The first President of independent Tunisia, Habib Bourguiba, copied the Singaporean recipe for good governance. Little political freedom in return for economic growth; low cost housing; and government controlled low prices of basic food staples. His successor, Ben Ali, decided that neo-liberal economics was the way forward. He allowed food prices to rise. We all know what happened next. Bread breeds revolution. The key slogan at Tahrir Square was: bread, dignity and social justice.
The bad news for the Muslim Brotherhood is that the worst drought in living memory in the American Mid-West is pushing up maize prices by up to 50 per cent. Maize is the main fodder for cattle and pigs. So the price of meat will go up. The situation is made worse by a Congressional decree that states that 40 per cent of the maize crop has to be turned into ethanol. Soya is also used for producing this biofuel. Will President Obama suspend the huge subsidies paid to farmers who turn maize into biofuel? Of course not. Many of them are in Ohio which is a key state in the presidential election in November. The Republicans have to win Ohio if Mitt Romney is to walk into the White House.
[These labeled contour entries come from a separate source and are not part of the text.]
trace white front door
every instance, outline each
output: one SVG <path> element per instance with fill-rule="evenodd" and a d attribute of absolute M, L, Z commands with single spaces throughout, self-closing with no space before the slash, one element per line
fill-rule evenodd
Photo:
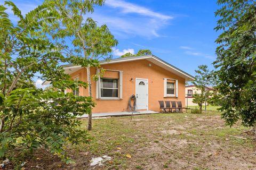
<path fill-rule="evenodd" d="M 137 109 L 148 109 L 148 80 L 136 78 L 135 81 Z"/>

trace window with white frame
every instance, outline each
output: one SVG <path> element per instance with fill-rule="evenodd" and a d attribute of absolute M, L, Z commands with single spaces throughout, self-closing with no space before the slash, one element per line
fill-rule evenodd
<path fill-rule="evenodd" d="M 193 90 L 188 89 L 188 97 L 193 97 Z"/>
<path fill-rule="evenodd" d="M 118 79 L 100 79 L 101 97 L 118 97 Z"/>
<path fill-rule="evenodd" d="M 164 91 L 165 97 L 178 97 L 178 80 L 164 79 Z"/>
<path fill-rule="evenodd" d="M 100 78 L 99 73 L 100 69 L 97 69 L 98 80 L 96 83 L 96 96 L 99 99 L 121 99 L 122 98 L 122 80 L 123 72 L 122 71 L 105 70 L 109 72 L 118 73 L 114 78 L 111 76 Z M 118 76 L 119 75 L 119 76 Z"/>

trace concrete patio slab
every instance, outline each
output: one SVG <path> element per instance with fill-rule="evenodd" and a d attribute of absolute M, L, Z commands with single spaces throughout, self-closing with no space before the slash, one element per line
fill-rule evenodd
<path fill-rule="evenodd" d="M 152 110 L 138 111 L 133 112 L 133 115 L 143 115 L 147 114 L 157 113 L 158 112 Z M 93 113 L 92 117 L 107 117 L 107 116 L 131 116 L 132 112 L 112 112 L 112 113 Z M 84 114 L 81 116 L 77 116 L 78 118 L 83 118 L 88 117 L 87 114 Z"/>

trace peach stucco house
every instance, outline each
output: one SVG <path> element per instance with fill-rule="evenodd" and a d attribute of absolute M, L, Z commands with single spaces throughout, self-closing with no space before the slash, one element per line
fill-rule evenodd
<path fill-rule="evenodd" d="M 100 62 L 105 73 L 92 83 L 97 106 L 93 113 L 127 110 L 130 97 L 137 97 L 139 110 L 159 110 L 158 100 L 181 101 L 185 105 L 185 83 L 194 80 L 188 73 L 154 55 L 130 57 Z M 63 66 L 73 79 L 87 81 L 85 68 Z M 100 70 L 91 68 L 91 74 Z M 69 90 L 67 90 L 70 92 Z M 79 95 L 87 96 L 88 90 L 79 88 Z"/>

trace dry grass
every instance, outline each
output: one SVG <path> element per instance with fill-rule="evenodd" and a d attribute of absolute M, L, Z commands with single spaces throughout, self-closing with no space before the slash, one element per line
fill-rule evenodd
<path fill-rule="evenodd" d="M 91 143 L 68 147 L 75 164 L 42 158 L 52 161 L 44 168 L 255 169 L 255 139 L 241 133 L 247 130 L 242 126 L 226 126 L 219 113 L 154 114 L 130 120 L 129 116 L 93 120 Z M 82 128 L 86 124 L 83 121 Z M 92 157 L 104 155 L 112 160 L 103 166 L 89 166 Z"/>

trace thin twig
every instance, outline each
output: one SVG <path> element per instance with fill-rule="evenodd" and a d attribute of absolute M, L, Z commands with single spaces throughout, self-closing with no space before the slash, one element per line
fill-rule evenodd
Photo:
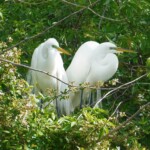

So we have the extraordinary spectacle of ethanol being fed into motor cars while humans go hungry.
The wheat crop –used for making bread – is also down. Countries such as China and Russia want to ban or restrict exports.
The impact of lower harvests this summer will be felt next spring. Expect trouble as hungry people riot because they cannot afford to feed themselves. So the greatest threat to the Muslim Brotherhood is not from the Egyptian military but from the country’s hungry people. Egypt is running out of foreign currency to pay for imports. Staple food imports will cost much more next year. Where will the money come from?
Who will gain from hunger protests? The Salafis. They regard the Muslim Brotherhood as too moderate and want an Islamic state and Sharia law. About a quarter of the population may support them. Why? They provide food aid and say that they will ensure that every family has enough to eat. They do not need to spell out how they would do this. Just the promise would gain them support. In Britain the average family spends 10 per cent of disposable income on food. In Egypt it is 40 per cent.
The Salafis are becoming bolder in Tunisia because of rising food prices. Apparently secular Tunisians are arming themselves to ensure they can defend themselves and their property if they are attacked. Yemen, the poorest country in the Middle East, cannot feed its growing population adequately. Large parts of the country are already under the control of Al Qaeda. Islamists believe it is only a matter of time before they take over the whole country.
So expect a hot spring in the Middle East and further afield. The time has come to stop subsidising the production of ethanol from maize and soya. They are needed to feed humans. Make no mistake about it, hunger drives revolution. If the Muslim Brotherhood cannot provide affordable food for the Egyptian poor, the Salafis will argue that only a theocratic state can solve the problem. The Muslim Brotherhood is living on borrowed time.